Chroma VectorBase Use "L2" as Similarity Measure Rather than Cosine #21599

DragonMengLong · 2024-05-13T12:18:35Z

Checked other resources

I added a very descriptive title to this issue.
I searched the LangChain documentation with the integrated search.
I used the GitHub search to find a similar question and didn't find it.
I am sure that this is a bug in LangChain rather than my code.
The bug is not resolved by updating to the latest stable version of LangChain (or the specific integration package).

Example Code

vectorstore = Chroma(
persist_directory=persisit_dir,
embedding_function=embeddings
)
docs_and_scores = vectorstore.similarity_search_with_score(query=user_query)
for doc, score in docs_and_scores:
print(score)

Error Message and Stack Trace (if applicable)

No response

Description

In the doc of langchain, it said chroma use cosine to measure the distance by default, but i found it actually use l2 distence, if we debug and follow into the code of the chroma db we can find that the default distance_fn is l2

System Info

langchain==0.1.17
langchain-chroma==0.1.0
langchain-community==0.0.37
langchain-core==0.1.52
langchain-text-splitters==0.0.1
chroma-hnswlib==0.7.3
chromadb==0.4.24
langchain-chroma==0.1.0

DragonMengLong · 2024-05-14T10:07:54Z

The distance function is decided by the metadata, and if the collection already exists(when loading from disk), the metadata is same as the metadata when we save to disk. So to use cosine distance we need to specific the metadata like this

db = Chroma.from_documents(documents, embeddings, persist_directory=persist_dir, collection_metadata={"hnsw:space": "cosine"})
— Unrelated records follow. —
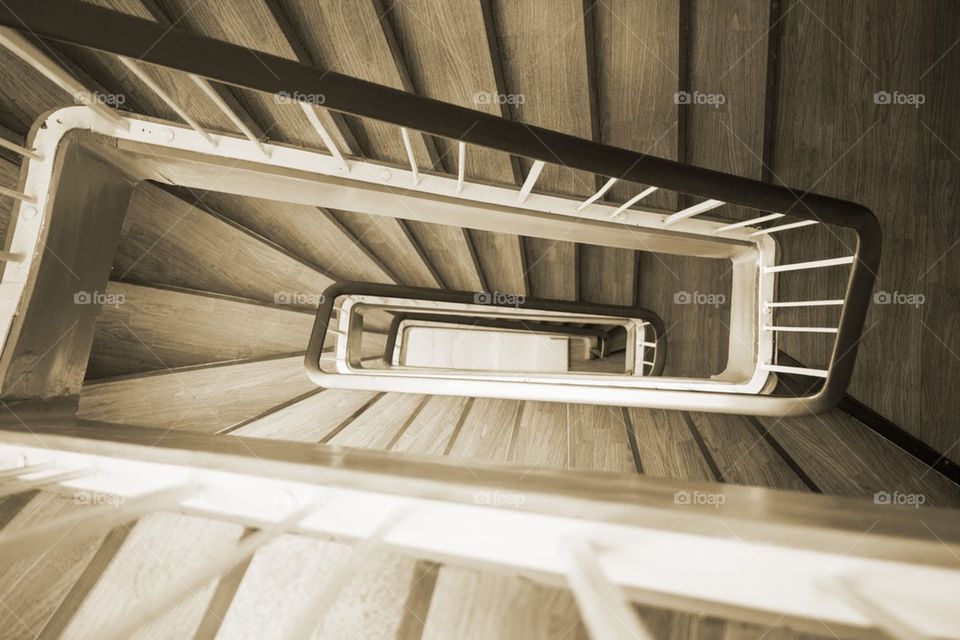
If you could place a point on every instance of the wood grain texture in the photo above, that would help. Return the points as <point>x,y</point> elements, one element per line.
<point>200,399</point>
<point>940,340</point>
<point>607,275</point>
<point>552,268</point>
<point>433,427</point>
<point>666,446</point>
<point>429,31</point>
<point>505,607</point>
<point>346,36</point>
<point>285,577</point>
<point>598,439</point>
<point>311,419</point>
<point>382,423</point>
<point>250,23</point>
<point>545,69</point>
<point>162,549</point>
<point>728,56</point>
<point>486,433</point>
<point>697,334</point>
<point>31,589</point>
<point>308,232</point>
<point>387,240</point>
<point>145,332</point>
<point>9,178</point>
<point>637,54</point>
<point>742,455</point>
<point>167,240</point>
<point>92,573</point>
<point>846,458</point>
<point>834,137</point>
<point>542,437</point>
<point>449,251</point>
<point>25,94</point>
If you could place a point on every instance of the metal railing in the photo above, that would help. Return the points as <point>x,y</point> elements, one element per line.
<point>355,181</point>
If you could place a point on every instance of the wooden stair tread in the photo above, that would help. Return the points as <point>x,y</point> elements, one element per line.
<point>162,549</point>
<point>381,424</point>
<point>169,241</point>
<point>310,419</point>
<point>387,239</point>
<point>347,37</point>
<point>200,399</point>
<point>552,268</point>
<point>30,590</point>
<point>607,275</point>
<point>146,331</point>
<point>256,27</point>
<point>666,447</point>
<point>449,251</point>
<point>306,231</point>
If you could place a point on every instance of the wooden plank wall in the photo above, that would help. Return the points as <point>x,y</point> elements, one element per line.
<point>898,160</point>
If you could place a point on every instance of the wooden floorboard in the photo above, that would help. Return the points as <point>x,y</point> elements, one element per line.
<point>169,241</point>
<point>205,399</point>
<point>251,24</point>
<point>448,250</point>
<point>385,237</point>
<point>666,447</point>
<point>742,455</point>
<point>427,31</point>
<point>432,429</point>
<point>834,137</point>
<point>31,589</point>
<point>607,275</point>
<point>381,424</point>
<point>728,58</point>
<point>637,77</point>
<point>346,36</point>
<point>677,289</point>
<point>310,420</point>
<point>163,549</point>
<point>303,230</point>
<point>144,331</point>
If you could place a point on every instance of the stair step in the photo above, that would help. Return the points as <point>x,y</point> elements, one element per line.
<point>206,398</point>
<point>162,328</point>
<point>607,275</point>
<point>311,419</point>
<point>161,550</point>
<point>330,34</point>
<point>168,241</point>
<point>30,590</point>
<point>309,232</point>
<point>449,251</point>
<point>26,94</point>
<point>552,268</point>
<point>387,239</point>
<point>284,578</point>
<point>381,424</point>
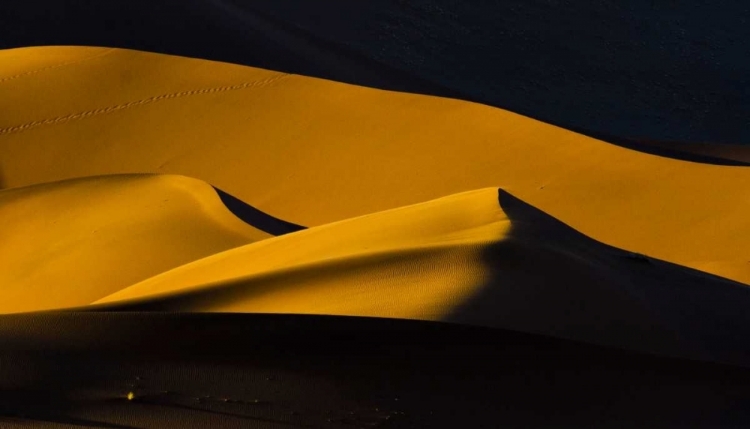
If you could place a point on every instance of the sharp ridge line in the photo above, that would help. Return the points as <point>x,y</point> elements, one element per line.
<point>81,115</point>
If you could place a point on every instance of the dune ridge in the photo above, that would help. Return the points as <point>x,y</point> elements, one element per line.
<point>298,151</point>
<point>481,258</point>
<point>69,243</point>
<point>666,71</point>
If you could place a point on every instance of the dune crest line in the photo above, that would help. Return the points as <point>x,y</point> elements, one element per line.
<point>104,110</point>
<point>56,66</point>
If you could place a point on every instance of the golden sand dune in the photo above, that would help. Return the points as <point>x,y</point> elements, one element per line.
<point>312,151</point>
<point>243,371</point>
<point>70,243</point>
<point>480,258</point>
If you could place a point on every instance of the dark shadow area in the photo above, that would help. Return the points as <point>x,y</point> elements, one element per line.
<point>704,153</point>
<point>255,217</point>
<point>547,278</point>
<point>662,71</point>
<point>339,372</point>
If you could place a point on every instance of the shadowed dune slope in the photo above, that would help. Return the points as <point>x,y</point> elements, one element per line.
<point>70,243</point>
<point>466,259</point>
<point>643,69</point>
<point>311,151</point>
<point>279,371</point>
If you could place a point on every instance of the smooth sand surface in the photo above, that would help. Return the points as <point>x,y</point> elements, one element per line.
<point>70,243</point>
<point>312,152</point>
<point>645,69</point>
<point>479,258</point>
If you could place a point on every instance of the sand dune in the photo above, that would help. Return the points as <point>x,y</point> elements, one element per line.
<point>70,243</point>
<point>460,265</point>
<point>641,70</point>
<point>312,152</point>
<point>465,259</point>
klaudialemiec · 2024-05-20T13:38:08Z

@DragonMengLong I don't think that adding collection_metadata={"hnsw:space": "cosine"} solves the issue. Please take a look on this example:

from langchain.embeddings import HuggingFaceEmbeddings
from langchain.docstore.document import Document
from langchain.vectorstores import Chroma

model = HuggingFaceEmbeddings(model_name="gtr-t5-base")

docs_txt = [
    "what is parameterized complexity theory?", 
    "what is the complexity of parameterized complexity theory?", 
    "what is parameter?", 
    "I like cats!", 
    "what is universe?"
]
docs = [Document(page_content=doc, metadata={}) for doc in docs_txt]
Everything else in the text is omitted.